CREATE TABLE `document` (
  `id` INT UNSIGNED NOT NULL AUTO_INCREMENT,
  `category_id` INT UNSIGNED NOT NULL,
  `rank` INT UNSIGNED NOT NULL,
  `created_at` TIMESTAMP NOT NULL,
  PRIMARY KEY (`id`),
  INDEX `idx_combo` (`category_id` ASC, `created_at` ASC, `rank` ASC)
) ENGINE=InnoDB;

I would like to get a list of 10 documents that belong to category 30, were created_at is after certain point in time and order it by rank:

EXPLAIN
SELECT
    id
FROM
    docs.document
WHERE
    category_id = 30
    AND created_at > 1592862179
ORDER BY
    rank
LIMIT 10

It's not surprising that this query has to use filesort:

+------+-------------+----------+------+---------------+-----------+---------+-------+-------+------------------------------------------+
| id   | select_type | table    | type | possible_keys | key       | key_len | ref   | rows  | Extra                                    |
+------+-------------+----------+------+---------------+-----------+---------+-------+-------+------------------------------------------+
|    1 | SIMPLE      | document | ref  | idx_combo     | idx_combo | 4       | const | 19596 | Using where; Using index; Using filesort |
+------+-------------+----------+------+---------------+-----------+---------+-------+-------+------------------------------------------+

If the table is large and I have many records for many years and want to retrieve data for specific date range, filesort becomes performance issue. I would like to be able to retrieve results directly from the index. Is there a way to redesign the table, index or the select query for mysql to only use the index for retrieval and avoid temp tables or filesort?

2
  • Add id to this index - it will become covering for your query which will improve performance avoiding access to the table body.
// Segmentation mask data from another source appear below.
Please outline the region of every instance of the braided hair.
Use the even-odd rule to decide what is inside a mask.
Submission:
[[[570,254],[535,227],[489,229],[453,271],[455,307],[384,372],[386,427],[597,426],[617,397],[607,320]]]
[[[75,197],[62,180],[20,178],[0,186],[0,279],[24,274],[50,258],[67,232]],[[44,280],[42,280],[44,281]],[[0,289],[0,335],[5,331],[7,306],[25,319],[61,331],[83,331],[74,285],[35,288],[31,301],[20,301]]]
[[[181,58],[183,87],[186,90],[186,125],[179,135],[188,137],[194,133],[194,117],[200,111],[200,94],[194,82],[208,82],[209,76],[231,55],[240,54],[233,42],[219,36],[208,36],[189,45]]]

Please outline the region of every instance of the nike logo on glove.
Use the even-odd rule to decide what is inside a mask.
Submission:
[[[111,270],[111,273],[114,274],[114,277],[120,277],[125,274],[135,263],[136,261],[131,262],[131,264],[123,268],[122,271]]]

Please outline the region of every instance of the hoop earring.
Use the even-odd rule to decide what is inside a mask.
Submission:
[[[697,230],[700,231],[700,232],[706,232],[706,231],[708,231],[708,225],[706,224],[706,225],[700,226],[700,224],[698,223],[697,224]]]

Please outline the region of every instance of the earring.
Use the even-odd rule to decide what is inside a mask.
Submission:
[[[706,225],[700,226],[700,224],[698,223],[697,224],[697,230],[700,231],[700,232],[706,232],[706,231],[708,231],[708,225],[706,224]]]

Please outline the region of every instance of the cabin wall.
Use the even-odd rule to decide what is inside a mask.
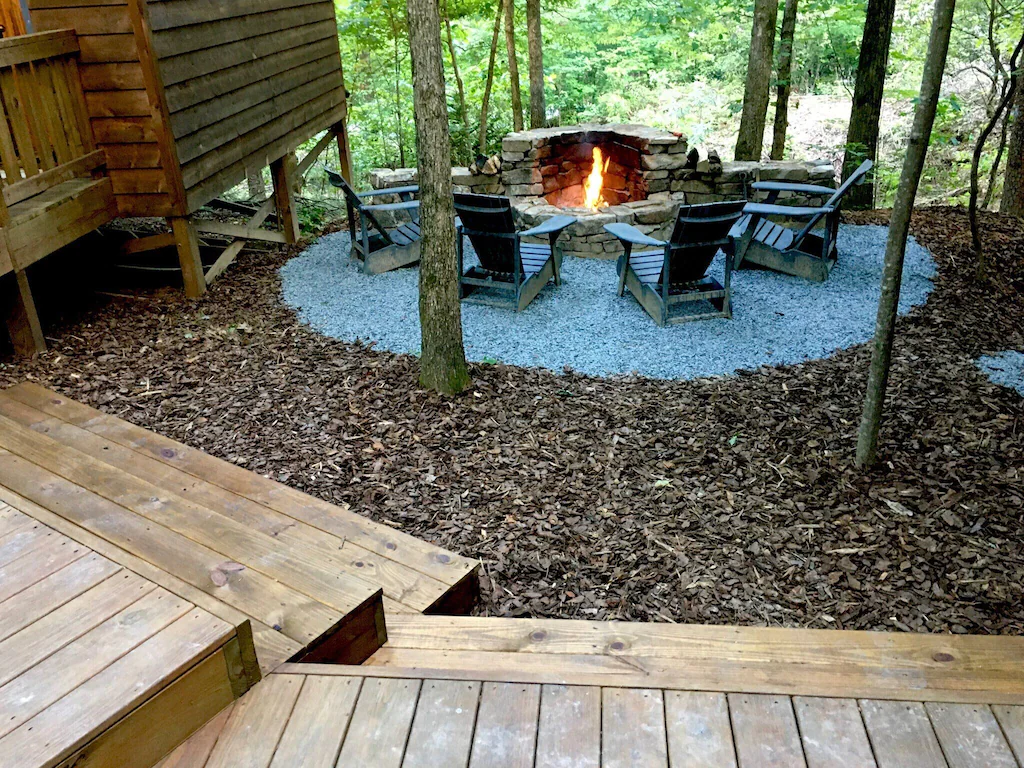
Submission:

Check what condition is more selective, and if the condition by created_at, then put it first in the index expression.
    – Akina
    Jun 23 '20 at 4:48
  • @Akina innodb already adds id to secondary index. That's not what question is about.
    – Jimbotron
    Jun 23 '20 at 14:23
0

Can't be done.

To achieve the goal, you would need a 2-dimensional index. Such does not exist.

WHERE
    category_id = 30
    AND created_at > 1592862179

That much is handled nicely with INDEX(category_id, created_at). But adding anything onto the end of the index definition will not benefit you

The only way to get the index to be also useful for the ORDER BY is to have ORDER BY created_at (either ASC or DESC). At that point, it can stop after 10 rows (because of LIMIT 10).

More on indexing: http://mysql.rjweb.org/doc.php/index_cookbook_mysql

1
  • Thank you. I'll have to find an alternative.